III.-Le montant de la pénalité mentionnée au I est fixé en fonction de la gravité des faits reprochés, soit proportionnellement aux sommes concernées dans la limite de 70 % de celles-ci, soit, à défaut de sommes déterminées ou clairement déterminables forfaitairement dans la limite de quatre fois le plafond mensuel de la sécurité sociale. Il est tenu compte des prestations servies au titre de la protection complémentaire en matière de santé et de l’aide médicale de l’Etat pour la fixation de la pénalité.
Le montant de la pénalité est doublé en cas de récidive dans un délai fixé par voie réglementaire.
Le directeur ne peut concurremment recourir au dispositif de pénalité prévu au présent article et aux procédures conventionnelles visant à sanctionner les mêmes faits.
IV.-En cas de fraude établie dans des cas définis par voie réglementaire :
1° Les plafonds prévus au premier alinéa du III sont portés respectivement à 300 % des sommes concernées et huit fois le plafond mensuel de la sécurité sociale. Dans le cas particulier de fraude commise en bande organisée, le plafond est porté à 400 % des sommes indûment présentées au remboursement et jusqu’à seize fois le plafond mensuel de la sécurité sociale ;
2° La pénalité prononcée ne peut être inférieure au dixième du plafond mensuel de la sécurité sociale s’agissant des personnes mentionnées au 1° du I, à la moitié du plafond s’agissant des personnes physiques mentionnées au 3° du même I et au montant de ce plafond pour les personnes mentionnées au 2° du même I et les personnes morales mentionnées au 3° du même I ;
3° Le délai mentionné au deuxième alinéa du III est majoré par voie réglementaire.
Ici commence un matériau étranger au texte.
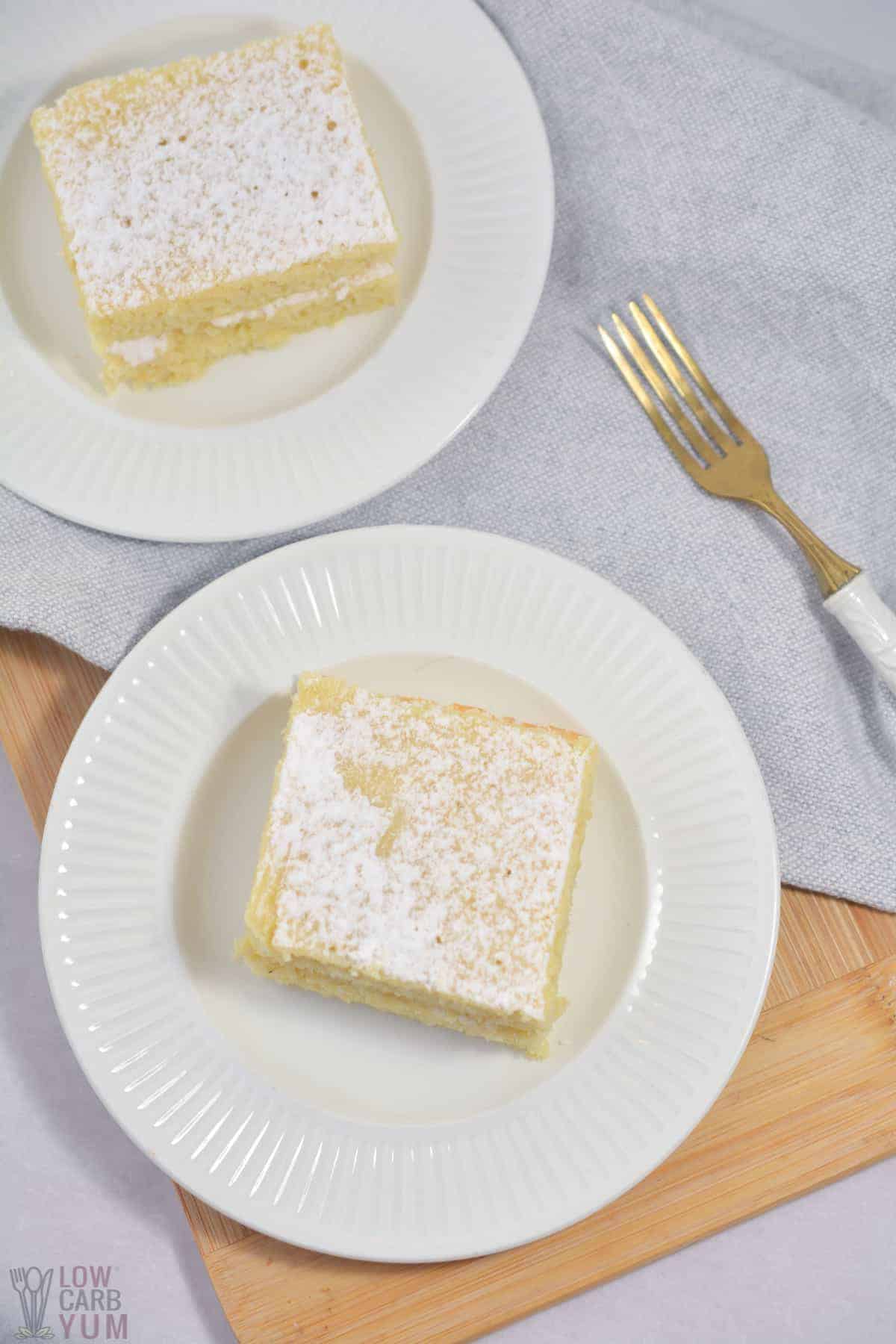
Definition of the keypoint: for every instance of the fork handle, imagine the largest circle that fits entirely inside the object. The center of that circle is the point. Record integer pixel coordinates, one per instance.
(871, 623)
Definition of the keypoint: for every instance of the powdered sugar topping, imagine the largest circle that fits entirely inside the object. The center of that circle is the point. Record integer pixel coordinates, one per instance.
(426, 853)
(211, 171)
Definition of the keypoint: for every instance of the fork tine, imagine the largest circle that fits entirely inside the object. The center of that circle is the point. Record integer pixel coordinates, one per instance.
(697, 441)
(721, 437)
(648, 403)
(721, 408)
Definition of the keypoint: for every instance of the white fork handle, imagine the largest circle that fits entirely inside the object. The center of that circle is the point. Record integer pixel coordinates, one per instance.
(871, 624)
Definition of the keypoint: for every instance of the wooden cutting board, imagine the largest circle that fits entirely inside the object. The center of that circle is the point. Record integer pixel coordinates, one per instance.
(813, 1098)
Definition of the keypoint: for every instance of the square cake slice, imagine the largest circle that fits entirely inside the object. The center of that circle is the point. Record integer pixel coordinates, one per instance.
(421, 859)
(217, 203)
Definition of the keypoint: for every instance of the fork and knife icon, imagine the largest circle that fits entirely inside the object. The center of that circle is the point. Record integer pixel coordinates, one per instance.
(33, 1288)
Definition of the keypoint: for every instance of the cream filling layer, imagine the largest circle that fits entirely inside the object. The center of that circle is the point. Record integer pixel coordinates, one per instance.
(144, 349)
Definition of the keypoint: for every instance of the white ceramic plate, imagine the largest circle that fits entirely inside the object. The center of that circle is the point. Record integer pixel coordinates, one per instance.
(331, 1125)
(281, 438)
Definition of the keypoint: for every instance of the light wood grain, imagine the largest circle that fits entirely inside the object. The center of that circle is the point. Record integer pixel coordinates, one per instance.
(813, 1098)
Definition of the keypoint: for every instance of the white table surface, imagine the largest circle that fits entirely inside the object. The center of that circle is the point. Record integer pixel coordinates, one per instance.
(75, 1191)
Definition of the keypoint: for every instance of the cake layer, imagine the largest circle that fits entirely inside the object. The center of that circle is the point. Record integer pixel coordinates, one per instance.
(178, 356)
(421, 858)
(213, 186)
(531, 1041)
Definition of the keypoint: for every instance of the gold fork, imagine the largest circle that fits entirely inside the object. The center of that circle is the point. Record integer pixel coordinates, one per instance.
(722, 456)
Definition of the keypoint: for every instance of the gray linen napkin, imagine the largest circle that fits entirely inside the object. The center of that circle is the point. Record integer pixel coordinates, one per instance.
(751, 187)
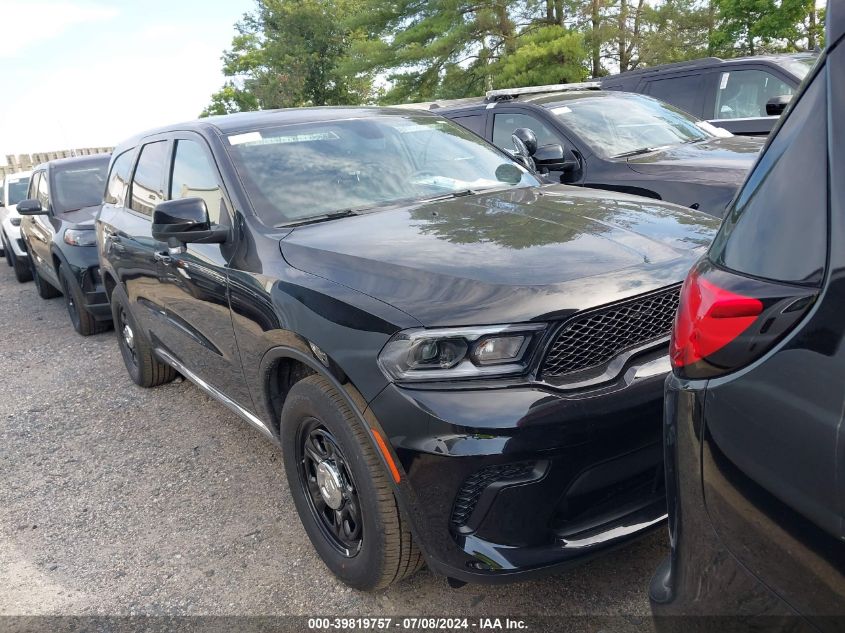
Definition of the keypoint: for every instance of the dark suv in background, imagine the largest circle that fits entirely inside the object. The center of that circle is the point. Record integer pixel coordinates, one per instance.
(58, 232)
(754, 432)
(459, 364)
(744, 95)
(615, 141)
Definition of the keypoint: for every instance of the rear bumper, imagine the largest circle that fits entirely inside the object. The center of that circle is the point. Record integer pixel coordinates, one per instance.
(506, 483)
(700, 579)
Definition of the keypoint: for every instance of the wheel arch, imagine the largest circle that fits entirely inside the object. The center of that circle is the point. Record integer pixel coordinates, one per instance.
(286, 362)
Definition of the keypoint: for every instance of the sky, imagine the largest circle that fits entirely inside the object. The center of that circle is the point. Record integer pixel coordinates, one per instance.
(90, 73)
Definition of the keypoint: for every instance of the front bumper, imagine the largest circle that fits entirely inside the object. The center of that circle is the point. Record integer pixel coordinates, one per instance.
(525, 480)
(85, 267)
(13, 235)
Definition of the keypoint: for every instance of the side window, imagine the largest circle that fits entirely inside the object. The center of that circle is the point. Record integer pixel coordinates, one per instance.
(43, 193)
(194, 177)
(684, 92)
(473, 122)
(744, 93)
(504, 124)
(146, 184)
(33, 185)
(119, 179)
(777, 230)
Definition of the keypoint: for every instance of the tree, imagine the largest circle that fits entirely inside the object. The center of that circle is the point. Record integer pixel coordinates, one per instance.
(450, 48)
(750, 27)
(286, 54)
(548, 55)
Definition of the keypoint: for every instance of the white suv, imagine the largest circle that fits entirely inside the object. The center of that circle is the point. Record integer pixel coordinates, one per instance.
(15, 188)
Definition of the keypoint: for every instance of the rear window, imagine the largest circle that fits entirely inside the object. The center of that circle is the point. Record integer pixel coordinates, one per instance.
(79, 185)
(17, 190)
(777, 226)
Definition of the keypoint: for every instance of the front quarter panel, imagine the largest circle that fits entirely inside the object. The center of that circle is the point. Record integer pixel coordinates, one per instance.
(275, 305)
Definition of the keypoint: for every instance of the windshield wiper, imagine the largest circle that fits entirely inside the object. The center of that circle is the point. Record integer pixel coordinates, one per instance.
(323, 217)
(637, 152)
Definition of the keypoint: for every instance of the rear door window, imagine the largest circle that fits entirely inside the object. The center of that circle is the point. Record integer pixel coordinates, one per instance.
(32, 191)
(118, 181)
(474, 123)
(742, 94)
(42, 193)
(685, 92)
(147, 183)
(505, 123)
(777, 227)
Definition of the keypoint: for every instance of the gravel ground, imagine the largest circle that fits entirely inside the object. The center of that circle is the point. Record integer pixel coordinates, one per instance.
(115, 500)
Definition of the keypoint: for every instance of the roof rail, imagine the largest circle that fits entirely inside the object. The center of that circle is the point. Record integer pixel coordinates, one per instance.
(689, 62)
(511, 93)
(442, 103)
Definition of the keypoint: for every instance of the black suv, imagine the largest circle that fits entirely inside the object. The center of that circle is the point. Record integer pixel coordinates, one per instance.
(744, 95)
(458, 363)
(58, 232)
(755, 439)
(619, 142)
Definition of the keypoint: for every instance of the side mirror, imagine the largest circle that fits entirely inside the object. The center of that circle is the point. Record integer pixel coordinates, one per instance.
(776, 105)
(525, 141)
(525, 144)
(553, 158)
(31, 207)
(185, 221)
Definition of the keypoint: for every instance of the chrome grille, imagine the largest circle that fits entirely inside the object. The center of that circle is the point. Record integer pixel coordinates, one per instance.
(595, 338)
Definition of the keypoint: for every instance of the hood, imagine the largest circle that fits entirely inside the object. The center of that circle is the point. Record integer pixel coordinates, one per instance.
(716, 159)
(503, 257)
(82, 218)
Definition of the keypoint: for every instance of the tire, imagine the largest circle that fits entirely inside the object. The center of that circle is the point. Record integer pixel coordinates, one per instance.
(82, 320)
(44, 289)
(143, 367)
(371, 546)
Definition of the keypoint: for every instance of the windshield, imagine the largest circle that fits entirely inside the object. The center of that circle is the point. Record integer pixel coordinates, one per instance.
(79, 185)
(617, 124)
(296, 172)
(17, 190)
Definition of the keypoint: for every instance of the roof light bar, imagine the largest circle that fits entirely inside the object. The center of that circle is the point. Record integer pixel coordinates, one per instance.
(509, 93)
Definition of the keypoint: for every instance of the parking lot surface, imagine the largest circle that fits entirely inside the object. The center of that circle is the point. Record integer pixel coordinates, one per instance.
(115, 500)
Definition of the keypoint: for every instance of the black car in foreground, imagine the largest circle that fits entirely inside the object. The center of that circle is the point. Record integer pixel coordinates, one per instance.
(461, 366)
(744, 95)
(616, 141)
(754, 432)
(58, 231)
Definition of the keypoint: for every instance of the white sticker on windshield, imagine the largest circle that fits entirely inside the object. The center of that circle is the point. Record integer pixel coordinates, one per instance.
(255, 138)
(247, 137)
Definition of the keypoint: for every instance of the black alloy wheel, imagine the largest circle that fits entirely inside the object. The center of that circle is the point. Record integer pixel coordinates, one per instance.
(342, 489)
(328, 485)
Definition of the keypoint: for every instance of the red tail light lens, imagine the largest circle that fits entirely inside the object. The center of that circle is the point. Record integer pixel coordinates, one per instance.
(708, 318)
(725, 320)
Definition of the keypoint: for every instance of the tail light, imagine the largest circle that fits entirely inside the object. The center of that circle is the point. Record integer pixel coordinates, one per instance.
(725, 320)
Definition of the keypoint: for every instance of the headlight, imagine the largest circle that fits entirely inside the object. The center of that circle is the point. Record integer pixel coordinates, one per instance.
(456, 353)
(80, 237)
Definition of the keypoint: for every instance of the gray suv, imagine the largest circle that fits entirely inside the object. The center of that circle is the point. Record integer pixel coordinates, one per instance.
(745, 95)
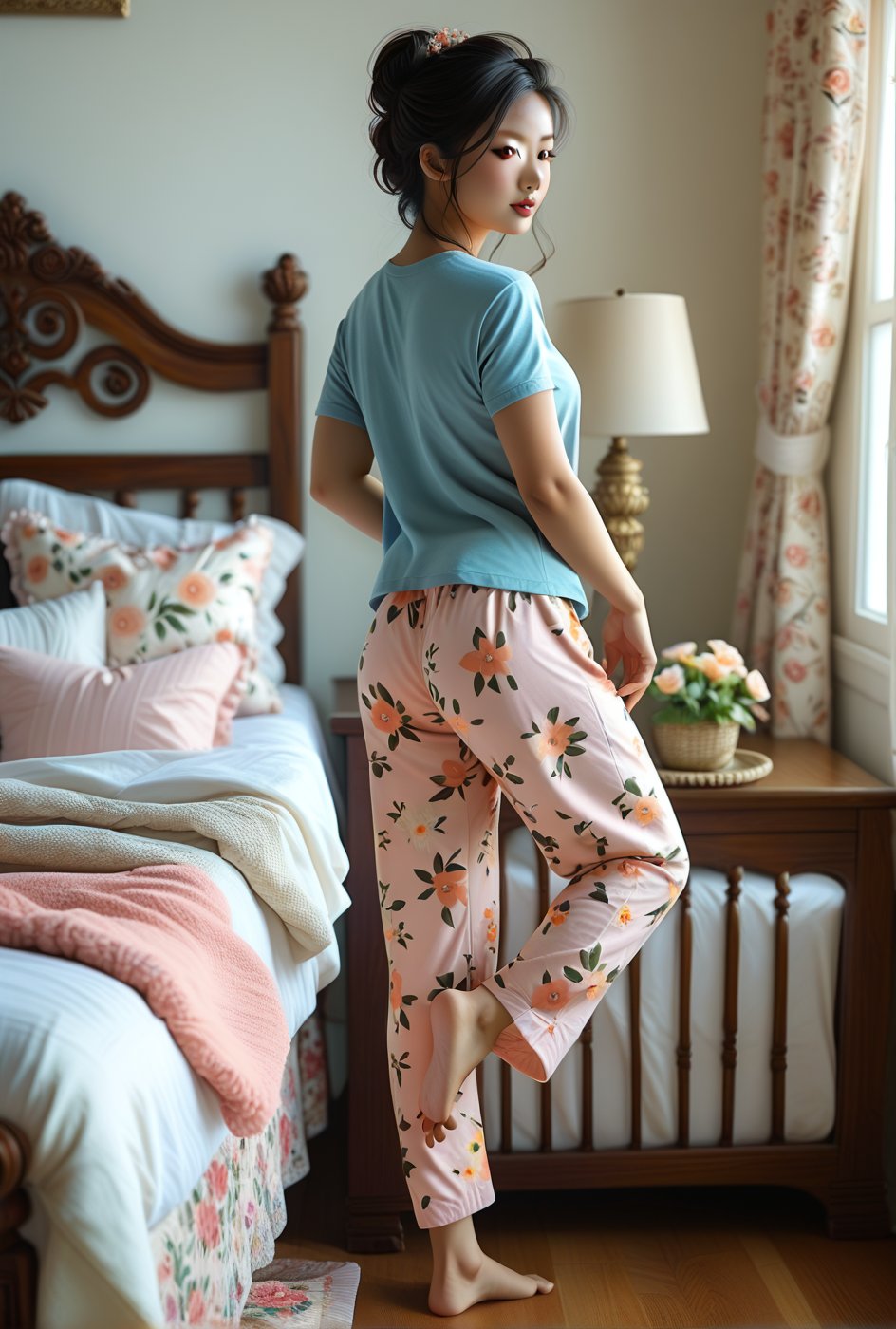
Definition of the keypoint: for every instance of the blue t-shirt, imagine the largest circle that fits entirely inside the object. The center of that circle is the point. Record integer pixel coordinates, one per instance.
(425, 354)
V.-Lorsque plusieurs organismes locaux d’assurance maladie, plusieurs caisses mentionnées aux articles L. 215-1 ou L. 215-3 ou l’organisme local chargé de verser les prestations au titre des assurances obligatoires contre les accidents de travail et les maladies professionnelles des professions agricoles sont concernés par les mêmes faits mettant en cause une des personnes mentionnées au 3° ou au 4° du I, ils peuvent mandater le directeur de l’un d’entre eux pour instruire la procédure ainsi que pour prononcer et recouvrer la pénalité en leur nom.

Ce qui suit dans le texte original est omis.